Tom Gjelten takes on the Johns Hopkins study tonight. Jacki Lyden sets the table by telling listeners, "The number of Iraqis who have died violently since the US invasion in 2003 remains a mystery." Is that so?

The piece is an interesting case of NPR taking a "sideways" approach to discrediting news that doesn't fit the official story. I say sideways, because Gjelten doesn't assert that the Bush 30,000 or the Iraq Body Count's 49,000 is accurate. In fact he quotes a National Democratic Institute guy who thinks the number is more around the 100,000 figure. Regardless of these partial concessions to reality, notice how Gjelten attacks the respected Johns Hopkins study.

After citing the numbers of dead in the report and the breakdown of dead at the hands of US and "coalition" forces Gjelten says with slow, deliberate emphasis, "This would mean US and foreign troops shooting and killing on average 87 Iraqis each and every day over a three and a half year period" and then, with no pause, a different voiceover comes in "...it doesn’t meet the, you know, the plausabiltity test." Again with no pause Gjelten's voice cuts in to say, "Jeffrey White, a former Defense Intelligence Agency analyst, is among those doubting the Johns Hopkins figure" and then finally with no pause, we are back to White saying, "nothing we know about the war in Iraq looks like that." I will admit that it is a skillful bit of sound editing -- worthy of a DIA employee!
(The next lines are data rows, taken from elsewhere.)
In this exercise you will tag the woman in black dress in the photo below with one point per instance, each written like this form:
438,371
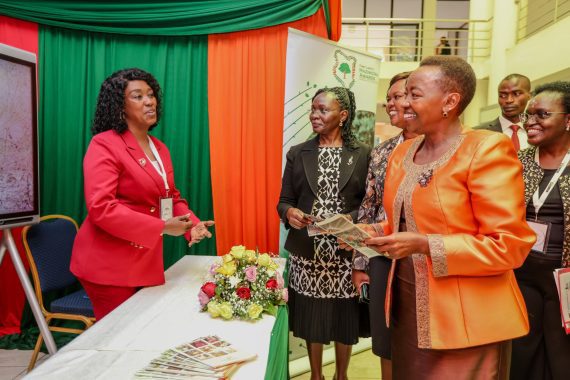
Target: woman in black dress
323,175
545,351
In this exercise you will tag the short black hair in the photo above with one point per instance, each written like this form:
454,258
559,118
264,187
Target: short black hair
458,76
345,98
109,112
558,87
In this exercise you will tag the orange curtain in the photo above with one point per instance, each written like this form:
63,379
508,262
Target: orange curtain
246,93
23,35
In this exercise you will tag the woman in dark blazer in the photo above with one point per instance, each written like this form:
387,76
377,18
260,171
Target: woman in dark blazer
130,194
324,175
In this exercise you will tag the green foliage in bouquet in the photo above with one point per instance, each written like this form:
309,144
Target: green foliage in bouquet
243,284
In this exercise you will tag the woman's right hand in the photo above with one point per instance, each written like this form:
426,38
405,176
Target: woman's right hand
366,227
177,225
297,219
359,277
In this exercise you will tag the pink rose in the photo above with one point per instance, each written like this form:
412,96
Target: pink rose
203,298
251,273
280,281
209,288
271,284
243,293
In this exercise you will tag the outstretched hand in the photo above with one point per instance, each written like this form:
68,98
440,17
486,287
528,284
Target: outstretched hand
297,218
400,244
366,227
200,231
177,225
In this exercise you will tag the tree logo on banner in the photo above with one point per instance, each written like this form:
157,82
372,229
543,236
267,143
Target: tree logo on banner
344,68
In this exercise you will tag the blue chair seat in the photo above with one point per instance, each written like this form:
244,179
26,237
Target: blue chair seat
74,303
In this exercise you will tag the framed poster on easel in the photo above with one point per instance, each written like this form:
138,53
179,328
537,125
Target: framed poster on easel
19,178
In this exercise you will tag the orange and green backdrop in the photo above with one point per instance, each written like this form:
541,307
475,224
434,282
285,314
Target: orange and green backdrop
221,65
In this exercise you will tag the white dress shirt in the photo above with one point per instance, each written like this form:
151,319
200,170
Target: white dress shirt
521,133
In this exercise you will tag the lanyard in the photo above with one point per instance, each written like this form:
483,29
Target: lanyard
160,168
539,201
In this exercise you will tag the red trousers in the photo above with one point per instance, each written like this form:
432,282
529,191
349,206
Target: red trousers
105,298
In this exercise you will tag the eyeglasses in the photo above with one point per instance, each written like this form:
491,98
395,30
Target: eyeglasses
542,115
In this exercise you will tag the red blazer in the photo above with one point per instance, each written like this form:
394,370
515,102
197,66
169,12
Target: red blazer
120,241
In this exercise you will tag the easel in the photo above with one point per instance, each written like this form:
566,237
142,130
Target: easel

Later in the report Gjelten states "Some researchers have criticized the Johns Hopkins surveyors for not using a large enough sample or taking sufficient steps to insure that it was representative of the entire Iraqi population." I'd like to know exactly who these "researchers" are and what agencies they work for.
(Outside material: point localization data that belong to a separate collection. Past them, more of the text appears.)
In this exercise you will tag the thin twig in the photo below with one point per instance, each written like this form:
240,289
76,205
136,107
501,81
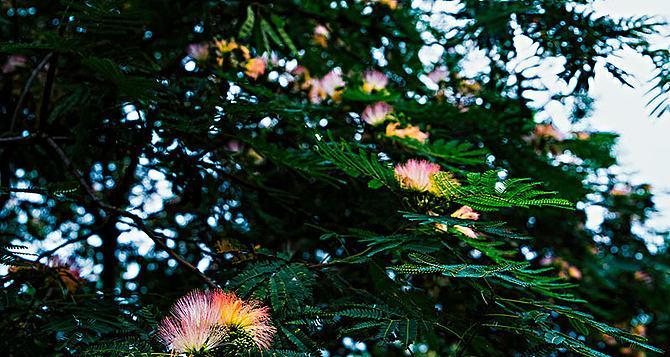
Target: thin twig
63,245
26,88
28,138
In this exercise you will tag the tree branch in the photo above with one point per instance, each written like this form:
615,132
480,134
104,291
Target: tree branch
114,210
26,88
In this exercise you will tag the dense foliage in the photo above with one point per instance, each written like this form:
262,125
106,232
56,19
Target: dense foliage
335,163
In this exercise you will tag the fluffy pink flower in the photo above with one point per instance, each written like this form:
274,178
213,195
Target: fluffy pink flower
206,320
466,212
416,174
255,67
192,325
377,113
198,51
321,35
548,131
248,316
438,75
374,81
466,231
329,86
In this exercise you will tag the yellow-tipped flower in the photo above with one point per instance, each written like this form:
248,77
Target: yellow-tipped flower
204,321
411,131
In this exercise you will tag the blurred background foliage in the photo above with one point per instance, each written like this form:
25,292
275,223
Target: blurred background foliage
135,153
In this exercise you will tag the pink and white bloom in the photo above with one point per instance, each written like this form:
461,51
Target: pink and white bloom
416,174
198,51
375,114
411,131
466,212
321,35
192,325
374,81
203,321
255,67
329,86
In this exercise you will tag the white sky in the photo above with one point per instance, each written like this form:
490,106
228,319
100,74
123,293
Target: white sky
644,144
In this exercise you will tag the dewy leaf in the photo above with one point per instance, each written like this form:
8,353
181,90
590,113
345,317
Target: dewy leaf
248,24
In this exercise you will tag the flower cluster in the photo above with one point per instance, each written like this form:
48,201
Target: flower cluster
331,85
203,321
374,81
377,113
411,132
466,212
416,175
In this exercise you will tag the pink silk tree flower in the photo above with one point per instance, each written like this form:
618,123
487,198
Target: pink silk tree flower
374,81
329,86
377,113
466,212
254,67
249,319
411,131
416,174
198,51
548,131
203,321
321,35
192,325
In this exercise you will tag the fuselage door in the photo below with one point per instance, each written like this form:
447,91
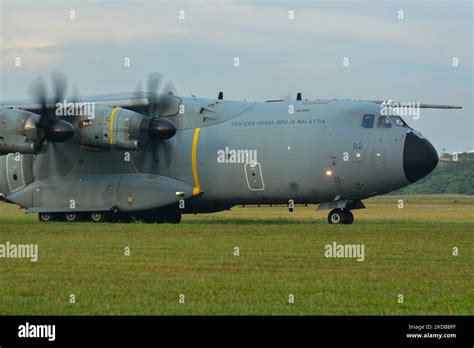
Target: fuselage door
14,167
378,160
253,174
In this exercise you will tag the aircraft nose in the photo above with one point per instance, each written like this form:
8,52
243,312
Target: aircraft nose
419,157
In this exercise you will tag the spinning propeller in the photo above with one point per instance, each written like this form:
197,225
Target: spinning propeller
158,128
49,126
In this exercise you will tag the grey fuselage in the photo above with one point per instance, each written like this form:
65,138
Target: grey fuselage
230,153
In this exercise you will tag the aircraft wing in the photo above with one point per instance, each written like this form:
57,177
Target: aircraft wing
128,100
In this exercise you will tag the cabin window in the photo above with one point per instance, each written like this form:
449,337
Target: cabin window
399,121
384,122
368,121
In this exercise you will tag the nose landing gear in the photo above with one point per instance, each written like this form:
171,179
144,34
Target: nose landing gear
340,216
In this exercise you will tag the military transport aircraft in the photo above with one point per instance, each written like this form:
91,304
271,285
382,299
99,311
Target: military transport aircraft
153,156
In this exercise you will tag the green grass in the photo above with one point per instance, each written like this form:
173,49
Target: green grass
407,251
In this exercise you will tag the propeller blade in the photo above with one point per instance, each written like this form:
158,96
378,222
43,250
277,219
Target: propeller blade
49,126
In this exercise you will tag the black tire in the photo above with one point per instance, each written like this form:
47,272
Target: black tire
336,217
349,217
173,218
46,217
97,216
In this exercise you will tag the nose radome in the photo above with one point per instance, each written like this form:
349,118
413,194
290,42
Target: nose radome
419,157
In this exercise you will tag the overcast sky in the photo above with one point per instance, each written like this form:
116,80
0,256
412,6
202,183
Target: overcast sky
407,59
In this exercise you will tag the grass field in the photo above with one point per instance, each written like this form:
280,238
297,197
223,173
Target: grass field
408,251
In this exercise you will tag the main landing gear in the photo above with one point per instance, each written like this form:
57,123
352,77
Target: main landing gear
340,216
172,217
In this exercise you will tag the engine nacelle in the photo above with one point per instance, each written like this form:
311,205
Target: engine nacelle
112,128
18,131
121,129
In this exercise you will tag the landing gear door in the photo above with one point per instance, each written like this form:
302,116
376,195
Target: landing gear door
253,174
378,160
14,167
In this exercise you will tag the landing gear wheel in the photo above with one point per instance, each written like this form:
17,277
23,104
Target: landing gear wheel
349,217
336,216
71,217
45,217
173,218
97,216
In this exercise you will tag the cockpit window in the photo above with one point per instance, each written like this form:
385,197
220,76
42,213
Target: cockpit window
384,122
368,121
399,121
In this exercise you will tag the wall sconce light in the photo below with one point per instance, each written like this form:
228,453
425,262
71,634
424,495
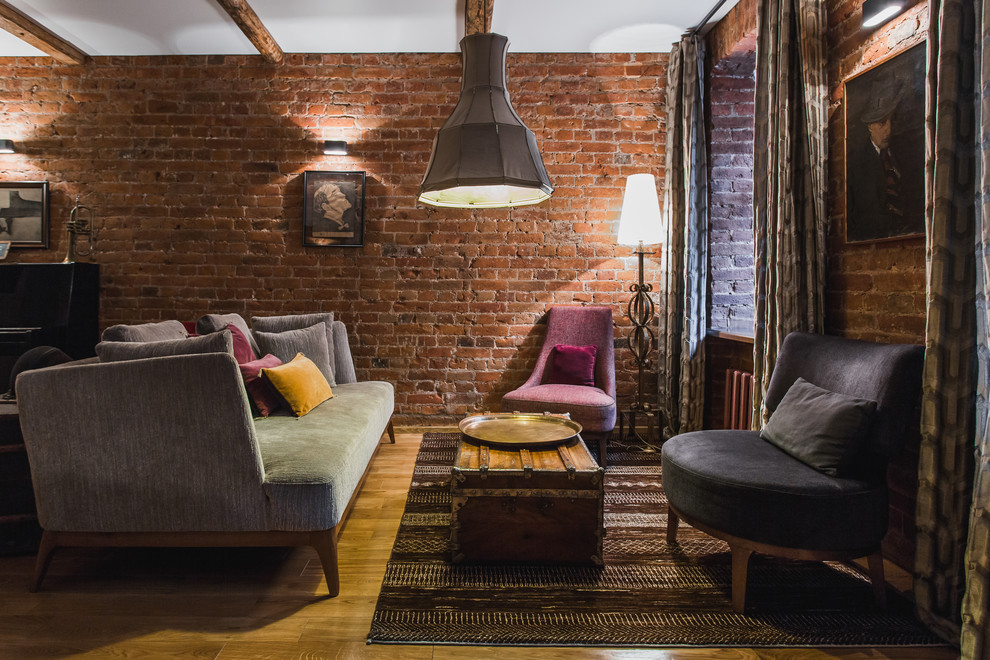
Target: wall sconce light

It's interesting because I did a little of my own math and found that the average of 87 Iraqis killed "each and every day" is not so hard to accept (though it is hard to stomach.) Based on the war and occupation of Iraq lasting 3.5 years I found that the US figure of about 25,000 troops wounded and killed comes out to an average of about 20 US troops killed or seriously wounded every single day. As Left I on the News has noted the typical US response to an attack has been to unleash overwhelming deadly force, a 4:1 ratio of killing seems within reason.

Perhaps what NPR finds really implausible is that our government and its military would slaughter so many people. Maybe they think our country is just too noble and peaceful to do such things. But I did another little bit of depressing math. I calculated the Vietnam War to last 10 years (3650 days) with a death toll of 2 million Vietnamese killed (a conservative estimate) and came up with the figure of 548 humans killed "each and every single day" by the Americans. My conclusion is that 87 killed a day in Iraq by the US meets the "plausibility test" in spite of what Pentagon apologist Jeffery White and NPR wants us to believe.

1 comment:

Anonymous said...

Yeah, again NPR takes the lazy way out and just pulls a couple of talking heads out of the golden Rolodex who basically just pound on the table and say that Lancet estimate just CAN'T be right. The study authors suggested an easy way to confirm their estimate: go to a dozen villages across Iraq and ask the graveyard keepers. They keep records. Ask them how many burials they handled per month in 2002, and how many per month since the war began. The ratio should be about 4 to 1 if their study is correct. The illegal invasion is responsible for the excess deaths, whether or not they were violent. Will NPR undertake anything like such real reporting? Bwahahahaha!